Prove di funzionalità epatica devono essere effettuate prima dell’inizio del trattamento e periodicamente in tempi successivi. I pazienti che presentano segni o sintomi indicativi di danno epatico devono essere sottoposti a controllo della funzione epatica. I pazienti che presentano aumento delle transaminasi devono essere controllati fino alla normalizzazione dei valori. Qualora persista un aumento delle transaminasi oltre 3 volte il limite superiore della norma, si raccomanda la riduzione della dose o la sospensione di atorvastatina (vedere paragrafo 4.8).

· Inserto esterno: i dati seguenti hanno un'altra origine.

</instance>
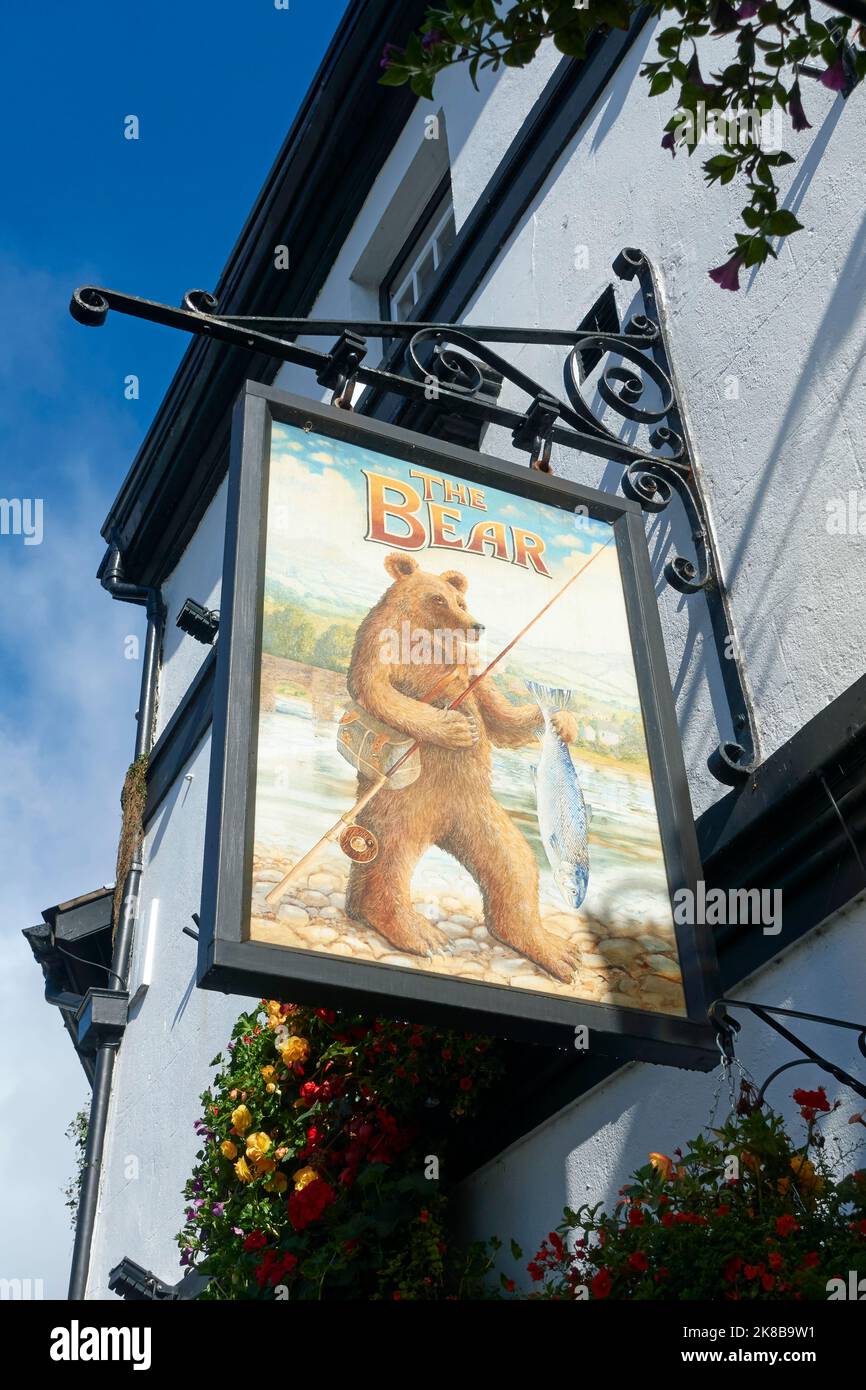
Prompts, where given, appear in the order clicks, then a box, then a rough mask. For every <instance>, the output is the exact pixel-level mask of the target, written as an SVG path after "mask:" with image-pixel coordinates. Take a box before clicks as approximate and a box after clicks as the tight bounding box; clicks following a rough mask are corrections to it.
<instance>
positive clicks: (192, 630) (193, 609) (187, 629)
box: [178, 599, 220, 646]
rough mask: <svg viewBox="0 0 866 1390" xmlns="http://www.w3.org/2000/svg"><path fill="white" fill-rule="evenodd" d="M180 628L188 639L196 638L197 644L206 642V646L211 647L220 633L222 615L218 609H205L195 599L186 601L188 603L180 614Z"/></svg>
mask: <svg viewBox="0 0 866 1390" xmlns="http://www.w3.org/2000/svg"><path fill="white" fill-rule="evenodd" d="M178 627H179V628H181V631H182V632H186V635H188V637H195V639H196V642H204V644H206V646H211V645H213V641H214V638H215V635H217V632H218V631H220V613H218V610H217V609H206V607H203V605H202V603H196V600H195V599H186V603H185V605H183V607H182V609H181V612H179V613H178Z"/></svg>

Atorvastatina deve essere impiegata con prudenza in pazienti che consumano abbondanti quantità di alcool e/o che hanno una storia di malattia epatica.

Prevenzione dell’ictus mediante riduzione aggressiva dei livelli di colesterolo (Studio SPARCL)

In un’analisi “post-hoc” per il sotto-gruppo con ictus in pazienti senza patologie coronariche, che avevano avuto un ictus recente o un TIA, è risultata una maggior incidenza di ictus emorragico nei pazienti che avevano iniziato con atorvastatina 80 mg rispetto al placebo. L’aumento del rischio è stato notato particolarmente in pazienti con precedente ictus emorragico o infarto lacunare all’entrata nello studio. Per i pazienti con precedente ictus emorragico o infarto lacunare, il rapporto tra rischi e benefici di atorvastatina 80 mg è incerto ed il rischio potenziale di ictus emorragico deve essere attentamente considerato prima di iniziare il trattamento (vedere paragrafo 5.1).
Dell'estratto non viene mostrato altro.